Actually, the question is In a Linux machined using JPS command some services is are running, ex: Kafka, JPS etc with PID, if any services are stopped we need to get an alert.
Here some tricky idea I have, so if the keyword "Kafka" is not seen in events for more than 1 minute I want to get that alert, so based on this the application team to know oh! the Kafka services are not running in that particulate host.
Here is the Query:
index="main" host="linux machine" source="logs" "Kafka"
Please suggest the query to get the alert when "Kafka" word is seen more than 1 minitue.
as I said, if you have to search the presence of few word (e.g. only "Kafka"), you can use the search you shared:
index="main" host="linux machine" source="logs" "Kafka" earliest-1m@m latest now
and save it as an alert scheduled to run every minute (cron * * * * *)
then configure it to send an email or make another action.
Only one meditation: meybe a time period of one minute is too frequent and not efficient, because you and your team probably haven't a reaction time of one minute, so you could also use a little larger time frame (e.g. 5 minutes).
@gcusello Thanks for helping!
If you see the below query and latest log in that able to see the "Kafka" is running, So in the same case I need if the service "Kafka" is not present in that list I want to know with alert.
what are all you suggesting it's not working for me, you can see the sample alert I got.
Please help, if the keyword in the below list is not in any events will get mail.

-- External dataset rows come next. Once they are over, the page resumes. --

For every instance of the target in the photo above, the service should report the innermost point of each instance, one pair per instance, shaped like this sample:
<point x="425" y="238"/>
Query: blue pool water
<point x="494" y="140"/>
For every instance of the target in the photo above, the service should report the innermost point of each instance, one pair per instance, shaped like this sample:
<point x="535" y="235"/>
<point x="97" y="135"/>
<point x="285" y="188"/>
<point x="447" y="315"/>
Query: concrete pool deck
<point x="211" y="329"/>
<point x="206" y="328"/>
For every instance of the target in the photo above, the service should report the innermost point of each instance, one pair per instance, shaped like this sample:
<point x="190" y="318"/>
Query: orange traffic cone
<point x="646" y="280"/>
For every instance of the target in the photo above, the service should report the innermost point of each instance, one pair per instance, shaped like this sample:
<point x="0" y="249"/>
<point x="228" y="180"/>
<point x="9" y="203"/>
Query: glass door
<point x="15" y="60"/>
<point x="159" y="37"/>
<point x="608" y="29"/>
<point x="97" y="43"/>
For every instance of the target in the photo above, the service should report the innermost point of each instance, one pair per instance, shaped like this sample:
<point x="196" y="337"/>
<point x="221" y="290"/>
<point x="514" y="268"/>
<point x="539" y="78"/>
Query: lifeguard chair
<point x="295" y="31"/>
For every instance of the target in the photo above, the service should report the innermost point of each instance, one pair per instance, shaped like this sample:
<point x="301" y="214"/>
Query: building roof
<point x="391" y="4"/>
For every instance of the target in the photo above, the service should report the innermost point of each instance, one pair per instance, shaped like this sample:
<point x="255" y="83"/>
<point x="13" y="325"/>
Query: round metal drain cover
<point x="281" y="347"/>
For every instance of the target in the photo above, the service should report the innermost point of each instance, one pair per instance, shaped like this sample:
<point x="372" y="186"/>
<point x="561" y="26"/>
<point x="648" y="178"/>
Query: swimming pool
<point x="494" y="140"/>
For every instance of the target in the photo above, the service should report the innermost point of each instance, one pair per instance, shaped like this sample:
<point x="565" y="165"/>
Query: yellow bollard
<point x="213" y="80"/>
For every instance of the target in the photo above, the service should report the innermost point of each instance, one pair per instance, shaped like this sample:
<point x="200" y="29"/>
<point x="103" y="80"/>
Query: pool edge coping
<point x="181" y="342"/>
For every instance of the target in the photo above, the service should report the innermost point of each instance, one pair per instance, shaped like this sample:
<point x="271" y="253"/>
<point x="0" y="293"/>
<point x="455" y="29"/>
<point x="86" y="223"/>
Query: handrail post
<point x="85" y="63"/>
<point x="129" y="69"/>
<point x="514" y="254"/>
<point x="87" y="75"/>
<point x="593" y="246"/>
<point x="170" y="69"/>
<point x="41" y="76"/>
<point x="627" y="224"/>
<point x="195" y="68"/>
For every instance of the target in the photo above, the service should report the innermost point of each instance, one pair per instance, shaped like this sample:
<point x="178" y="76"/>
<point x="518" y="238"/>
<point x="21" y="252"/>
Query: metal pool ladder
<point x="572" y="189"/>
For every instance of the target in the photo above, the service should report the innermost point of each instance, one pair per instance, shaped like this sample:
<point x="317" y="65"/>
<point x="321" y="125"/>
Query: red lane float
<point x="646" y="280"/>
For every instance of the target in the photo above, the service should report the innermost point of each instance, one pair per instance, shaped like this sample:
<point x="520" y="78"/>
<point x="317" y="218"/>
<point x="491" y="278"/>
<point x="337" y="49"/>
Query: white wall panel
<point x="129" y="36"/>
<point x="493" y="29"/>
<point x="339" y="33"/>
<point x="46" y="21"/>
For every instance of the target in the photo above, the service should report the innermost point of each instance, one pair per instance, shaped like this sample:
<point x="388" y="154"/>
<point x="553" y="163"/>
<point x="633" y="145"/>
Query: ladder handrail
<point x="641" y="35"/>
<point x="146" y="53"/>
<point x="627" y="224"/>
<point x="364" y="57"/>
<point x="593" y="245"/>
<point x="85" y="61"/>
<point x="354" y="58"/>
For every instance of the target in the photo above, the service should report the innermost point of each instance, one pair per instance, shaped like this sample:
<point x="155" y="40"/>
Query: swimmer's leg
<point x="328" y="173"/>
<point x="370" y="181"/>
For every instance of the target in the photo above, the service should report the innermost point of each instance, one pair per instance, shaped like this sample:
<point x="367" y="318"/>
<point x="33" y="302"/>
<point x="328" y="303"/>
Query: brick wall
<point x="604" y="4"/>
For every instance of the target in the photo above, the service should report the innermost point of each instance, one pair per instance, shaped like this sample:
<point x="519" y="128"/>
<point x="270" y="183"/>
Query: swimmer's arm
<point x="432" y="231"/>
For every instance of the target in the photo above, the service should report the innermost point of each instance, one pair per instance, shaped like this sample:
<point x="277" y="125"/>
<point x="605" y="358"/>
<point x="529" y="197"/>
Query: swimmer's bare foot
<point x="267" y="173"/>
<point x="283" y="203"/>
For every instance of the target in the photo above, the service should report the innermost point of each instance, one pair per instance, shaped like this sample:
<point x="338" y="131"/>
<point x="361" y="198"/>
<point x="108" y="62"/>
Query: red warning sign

Can you provide a solution for this?
I suspect the problem is that, based on your data, that your event contains 1...n of the processes that are present, so event 1 may contain
and you are trying to see if Jps OR Kafka OR Bootstrap OR other OR other are not present for a minute
I suggest you do the following
<search> earliest=-6m@m latest=-1m@m | rex field=_raw max_match=0 "(?<pid>\d+)\s(?<process_name>[\w\s]*) | mvexpand process_name | stats count by process_name | append [ | inputlookup append=t your_list_of_reqiured_processes | eval count = 0 ] | stats max(count) as count by process_name | where count=0
This is extracting your PID/Process name from the _raw event (you will have to confirm that this creates a Splunk multivalue field with all the process names in it, per event).
Then it expands all the process names to their separate events.
It then counts the occurrences of each process.
To then work out which ones are missing you just append your lookup file to the end of the results with a count of 0 and then look for the largest count value per process and if it's 0, you have your list.
OK, so the key is the rex statement and the regex that extracts the PID and process names from the _raw message.
Assuming there will be no space in the process name, then this should work
| rex field=_raw max_match=0 "(?<pid>\d+)\s(?<process_name>[\w]*)\s?"
which is saying extract
pid = sequence of digits
followed by a single whitespace
process_name = sequence of word characters followed by
If you do a
| table _raw pid process_name
after the rex statement without the rest of the query, you can see what the rex is extracting. If that shows the pid and process names as multi values in the field then it's good and the rest of the query will work.
sorry but I don't understand your need, so I try to summarize it:
is it correct?
If this is your need the below search is correct:
index="main" host="linux machine" source="logs" (Kafka OR Jps) earliest=-1m@m latest=now
and you have to configure your alert to trigger when there's no result.
What's your problem:
T@gcusello: The application team creates manually.
services.txt file contains, below logs, it looks like this. These logs are ingested with Splunk. So based on this I can't able to correlate the file because of logs like this.